Low Countries | Ca. 1700
Oval relief with Putti in a Circle Dance with a Dog
Ivory I Carved in high relief
H. 10.7 cm. W. 13.8 cm.
PROVENANCE
Anonymous sale | 25 June 1981 | Lot 136
European private collection
CITES CERTIFICATE
With CITES certificate issued by the Management Authority in The Hague | Dated 23-01-2025 | Nr. 25NL331825/20
REFERENCE LITERATURE
Scholten, F. (2020). ‘Die Welt des Jan van Delen: Erwägungen zur flämischen Elfenbeinschnitzerei des 17. Jahrhunderts’. In: Ruhmann, C. and P. Koch-Lütke Westhues, P. Museum als Resonanzraum: Kunst – Wissenschaft – Inszenierung: Festschrift für Christoph Stiegemann. Petersberg, pp. 342-353, pp. 348-349, figs. 8A and 8b
Scholten, F. (2025). ‘Circle of Gabriel Grupello and possibly Frans Langhemans, Putti in a Circle Dance with a Dog, c. 1700’. In: Scholten, F. and Mark B. van der, European Sculpture in the Rijksmuseum, online coll. cat. 20078331
CATALOGUE NOTE
A small oval plaquette with a very finely sculptured scene showing four putti and a dog in a playful composition. This panel was part of a pair of plaquettes, the other of which showed four putti dancing and playing music. An all but identical plaquette and its pendant were sold by Galerie Kugel, Paris, in 1981, and are now part of the collection of the Rijksmuseum in Amsterdam (BK-2011-46-1 and BK-2011-46-2), where they are attributed to either the Flemish mastee Gabriel Grupello (1644-1730) or possibly Frans Langhemans (1661-1710).

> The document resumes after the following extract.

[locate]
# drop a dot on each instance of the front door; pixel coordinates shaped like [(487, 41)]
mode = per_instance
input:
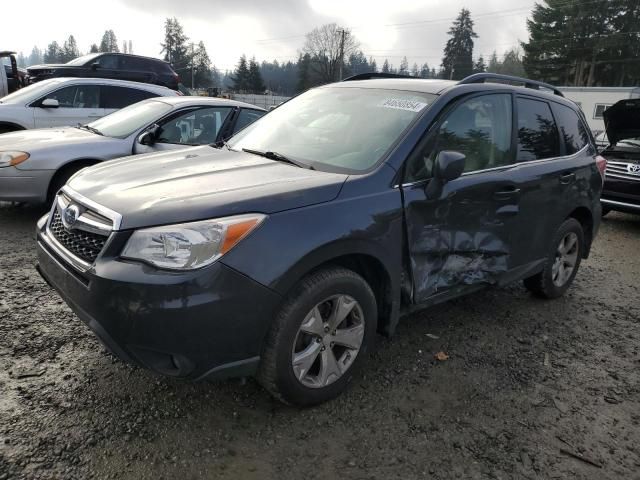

Gabriel Grupello was a Flemish sculptor who primarily worked in Antwerp, Brussels and Düsseldorf and learned the sculptor’s art as an apprentice to Artus Quellinus. In the late seventeenth century, he set up shop in Düsseldorf. Grupello was made court sculptor by King Charles II of Spain, and also counted Emperor Charles VI of the Holy Roman Empire, Elector Palatine Johann Wilhelm II of Düsseldorf, King Louis XIV of France and Stadtholder William III of Orange Nassau (King William III of England) among his clients. From 1704 onwards, he resided at the Viennese court of Charles II and Charles VI, sculpting busts, statues and reliefs. Frans Langhemans was a Flemish sculptor who primarily undertook grand sculptural commissions for churches and public areas.